Vor Bundestagswahl mehren sich Anzeichen für zarten Aufschwung

Berlin (Reuters) – Vor der Bundestagswahl fasst die seit Jahren in der Rezession steckende Wirtschaft allmählich wieder Tritt.

Der Einkaufsmanagerindex für die Privatwirtschaft – also Industrie und Dienstleister zusammen – stieg im Februar um einen halben Zähler auf 51,0 Punkte, wie der Finanzdienstleister S&P Global am Freitag zu seiner monatlichen Befragung von Einkaufsmanagern mitteilte. Dies ist der höchste Wert seit neun Monaten. Das an den Finanzmärkten stark beachtete Barometer liegt damit zugleich den zweiten Monat in Folge über der Marke von 50, ab der es Wachstum signalisiert.

“Hoffnungen der Unternehmenslenker ruhen möglicherweise auch auf Reformen nach der Bundestagswahl, während die Zollankündigungen von US-Präsident Trump nicht zu spürbarer Verunsicherung in der Industrie beitragen”, sagte Helaba-Experte Ralf Umlauf zu der erneuten Stimmungsaufhellung in der deutschen Wirtschaft.

Laut DZ Bank-Analyst Sören Hettler haben Donald Trumps Drohkulissen auch die Börsianer nicht sonderlich beeindruckt: “Die Marktteilnehmer setzen darauf, dass Trump die angedrohten Importzölle lediglich als Verhandlungsmasse nutzt, um bei anschließenden Gesprächen ein besseres Ergebnis für die USA zu erzielen”, so der Marktexperte. Zudem schürten die am Sonntag anstehenden Bundestagswahlen Hoffnungen auf einen wirtschaftspolitischen Neuanfang: “Hierfür wäre ein stabiles Zweierbündnis aber die Voraussetzung”, so Hettler. Eine handlungsfähige Regierung könne die hiesige Wirtschaft wieder ankurbeln.

KONJUNKTURELLER RÜCKENWIND

Die Einkaufsmanager-Umfrage lässt darauf schließen, dass die künftige Bundesregierung mit leichtem konjunkturellen Rückenwind rechnen kann: “Insgesamt scheint die Wirtschaft zumindest in den ersten beiden Monaten des Jahres wieder auf Wachstumskurs zu sein”, sagte der Chefökonom der Hamburg Commercial Bank (HCOB), Cyrus de la Rubia.

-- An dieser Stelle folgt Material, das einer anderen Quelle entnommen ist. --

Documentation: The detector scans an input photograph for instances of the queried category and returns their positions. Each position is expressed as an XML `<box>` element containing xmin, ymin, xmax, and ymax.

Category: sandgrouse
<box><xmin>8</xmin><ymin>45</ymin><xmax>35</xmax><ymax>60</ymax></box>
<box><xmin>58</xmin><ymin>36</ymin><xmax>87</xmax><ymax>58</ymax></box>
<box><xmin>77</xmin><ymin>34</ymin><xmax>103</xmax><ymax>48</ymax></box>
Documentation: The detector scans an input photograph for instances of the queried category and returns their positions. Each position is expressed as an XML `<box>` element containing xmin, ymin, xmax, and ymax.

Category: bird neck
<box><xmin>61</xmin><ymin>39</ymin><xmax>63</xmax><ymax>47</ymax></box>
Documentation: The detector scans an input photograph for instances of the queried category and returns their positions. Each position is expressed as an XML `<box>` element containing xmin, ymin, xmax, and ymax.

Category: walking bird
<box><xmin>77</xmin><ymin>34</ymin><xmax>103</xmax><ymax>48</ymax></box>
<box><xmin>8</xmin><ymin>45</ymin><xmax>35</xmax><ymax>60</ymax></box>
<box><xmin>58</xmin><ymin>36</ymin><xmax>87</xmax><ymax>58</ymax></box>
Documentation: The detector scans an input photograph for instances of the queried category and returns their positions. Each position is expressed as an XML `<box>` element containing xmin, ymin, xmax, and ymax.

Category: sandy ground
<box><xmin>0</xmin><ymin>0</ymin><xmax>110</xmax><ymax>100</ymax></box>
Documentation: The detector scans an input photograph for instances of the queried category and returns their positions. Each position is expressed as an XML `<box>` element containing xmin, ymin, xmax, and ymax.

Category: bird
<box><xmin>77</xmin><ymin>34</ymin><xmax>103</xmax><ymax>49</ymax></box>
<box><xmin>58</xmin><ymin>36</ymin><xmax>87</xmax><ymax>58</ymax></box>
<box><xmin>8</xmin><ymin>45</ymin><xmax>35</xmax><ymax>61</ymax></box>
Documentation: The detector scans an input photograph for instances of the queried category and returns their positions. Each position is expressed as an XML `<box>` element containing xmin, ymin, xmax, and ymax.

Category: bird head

Das S & P Global-Barometer für die Service-Branche blieb zwar in der Wachstumszone, schwächte sich aber gegenüber dem Vormonat leicht ab. Die Industrie bremste zugleich ihre Talfahrt.

Chefvolkswirt Daniel Hartmann von der Bantleon AG sieht die deutsche Industrie bereits im Aufwind, was ein gutes Omen für die Euro-Zone sein könne: “Wenn es hier zu einer Belebung kommt, hat dies massive positive Ausstrahleffekte auf die Nachbarländer – allen voran Frankreich, die Niederlande, Belgien und Österreich.”

Der Wachstumsmotor in der Euro-Zone kam im Februar allerdings kaum in Fahrt: Der Einkaufsmanagerindex für Februar notierte mit 50,2 Punkten unverändert. Wachstumsimpulse gingen erneut hauptsächlich vom Servicesektor aus, während die seit langem schwächelnde Industrie ihre Talfahrt verlangsamte.

Die Industrie in Deutschland beendete das Krisenjahr 2024 halbwegs versöhnlich: Ihre Aufträge wuchsen im Dezember um 6,9 Prozent im Vergleich zum Vormonat. Dies wurde von manchen Experten als Anzeichen dafür gewertet, dass die deutsche Industrie allmählich wieder Tritt fasse.

Obwohl sich die Auftragslage zu Beginn des Jahres stabilisiert habe, bleibt noch abzuwarten, ob das nicht nur die Ruhe vor dem Sturm ist, meint der Deutschland-Chefvolkswirt der Deutschen Bank, Robin Winkler: “Die exportorientierten Unternehmen profitieren derzeit von einem schwachen Euro, der einen potenziellen Zollkonflikt mit den USA vorweggenommen hat.”

Die Bundesregierung stellt sich auf ein weiteres schwieriges Jahr für die deutsche Wirtschaft ein. Das Bruttoinlandsprodukt dürfte demnach 2025 nur um 0,3 Prozent zulegen. Auch die meisten Ökonomen rechnen nach zwei Rezessionsjahren derzeit nur mit einer leichten Erholung.